The three reform areas described above share a common purpose: to narrow the gap between what consumers think insurance is and how it can function in practice. Better information aims to reduce confusion and improve competition on meaningful terms. Minimum standards aim to ensure that essential protections do not erode as market pressures rise. Stronger remedies aim to discourage unreasonable claim handling and to reduce the burden on policyholders forced to fight for benefits.
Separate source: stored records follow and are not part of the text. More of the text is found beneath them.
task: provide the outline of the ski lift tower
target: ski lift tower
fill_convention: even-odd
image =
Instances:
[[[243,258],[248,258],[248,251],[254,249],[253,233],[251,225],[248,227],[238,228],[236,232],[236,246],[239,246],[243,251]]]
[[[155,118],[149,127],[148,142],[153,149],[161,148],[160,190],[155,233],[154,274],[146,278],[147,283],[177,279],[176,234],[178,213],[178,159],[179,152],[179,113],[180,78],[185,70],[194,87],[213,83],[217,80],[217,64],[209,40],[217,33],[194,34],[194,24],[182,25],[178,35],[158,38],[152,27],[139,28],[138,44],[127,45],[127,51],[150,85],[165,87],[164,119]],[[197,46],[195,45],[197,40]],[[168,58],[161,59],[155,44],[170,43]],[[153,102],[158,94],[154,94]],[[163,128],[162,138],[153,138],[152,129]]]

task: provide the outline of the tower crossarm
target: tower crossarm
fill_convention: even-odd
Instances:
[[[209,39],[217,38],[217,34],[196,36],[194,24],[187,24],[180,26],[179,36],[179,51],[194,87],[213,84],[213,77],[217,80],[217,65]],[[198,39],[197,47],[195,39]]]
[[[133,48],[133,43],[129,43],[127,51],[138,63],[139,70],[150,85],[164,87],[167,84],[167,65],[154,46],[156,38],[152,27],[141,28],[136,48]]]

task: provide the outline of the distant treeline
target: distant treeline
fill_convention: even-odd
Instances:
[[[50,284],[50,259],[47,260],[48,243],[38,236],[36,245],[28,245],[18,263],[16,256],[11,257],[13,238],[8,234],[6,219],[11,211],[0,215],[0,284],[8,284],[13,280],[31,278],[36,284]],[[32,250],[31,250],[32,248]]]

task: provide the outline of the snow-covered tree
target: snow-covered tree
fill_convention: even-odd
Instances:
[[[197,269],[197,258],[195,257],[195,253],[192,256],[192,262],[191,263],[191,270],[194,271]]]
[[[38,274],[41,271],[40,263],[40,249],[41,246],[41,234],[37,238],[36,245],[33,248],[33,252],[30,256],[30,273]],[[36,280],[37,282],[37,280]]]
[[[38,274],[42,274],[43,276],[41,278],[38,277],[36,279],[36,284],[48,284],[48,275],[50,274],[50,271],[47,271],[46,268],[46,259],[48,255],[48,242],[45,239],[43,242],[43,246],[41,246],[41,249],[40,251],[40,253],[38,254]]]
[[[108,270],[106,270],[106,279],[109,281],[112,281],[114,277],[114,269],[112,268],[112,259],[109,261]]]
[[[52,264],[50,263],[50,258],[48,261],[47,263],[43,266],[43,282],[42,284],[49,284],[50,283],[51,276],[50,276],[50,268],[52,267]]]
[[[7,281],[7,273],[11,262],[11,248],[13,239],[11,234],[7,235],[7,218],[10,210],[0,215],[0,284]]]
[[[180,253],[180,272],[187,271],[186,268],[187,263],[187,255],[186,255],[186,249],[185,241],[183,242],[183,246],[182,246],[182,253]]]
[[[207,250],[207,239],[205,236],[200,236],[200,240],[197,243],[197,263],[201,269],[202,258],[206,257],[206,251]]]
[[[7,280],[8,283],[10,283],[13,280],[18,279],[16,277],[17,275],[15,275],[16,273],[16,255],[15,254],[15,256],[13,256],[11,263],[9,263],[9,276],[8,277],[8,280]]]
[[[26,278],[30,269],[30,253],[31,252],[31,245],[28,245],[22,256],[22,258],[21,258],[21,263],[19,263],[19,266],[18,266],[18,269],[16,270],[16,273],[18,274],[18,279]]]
None of these steps promises an instant fix. Insurance is complex, and the pressures on the industry—rising losses, inflation, and competition—are real. But the argument is that if insurance is to remain a reliable protector of middle-class financial security, it must work better than it does for many people today. Moving from rage to regulation, in this view, is not about punishing an industry for its own sake; it is about ensuring that the central promise of insurance—timely, fair payment of covered claims—holds up when it matters most.
Key takeaways
- Public frustration with insurers extends beyond health coverage to homeowners and auto insurance, where access, rates, and coverage levels are major concerns.
- Consumers are often most outraged when they believe insurers delay, deny, or force costly legal fights over valid claims.
- Many problems begin before a claim, because policy language is complex and key terms are not always presented in accessible summaries.
- Three proposed reform paths are: clearer standardized disclosures, minimum coverage standards (especially for homeowners), and stronger remedies when insurers act unreasonably.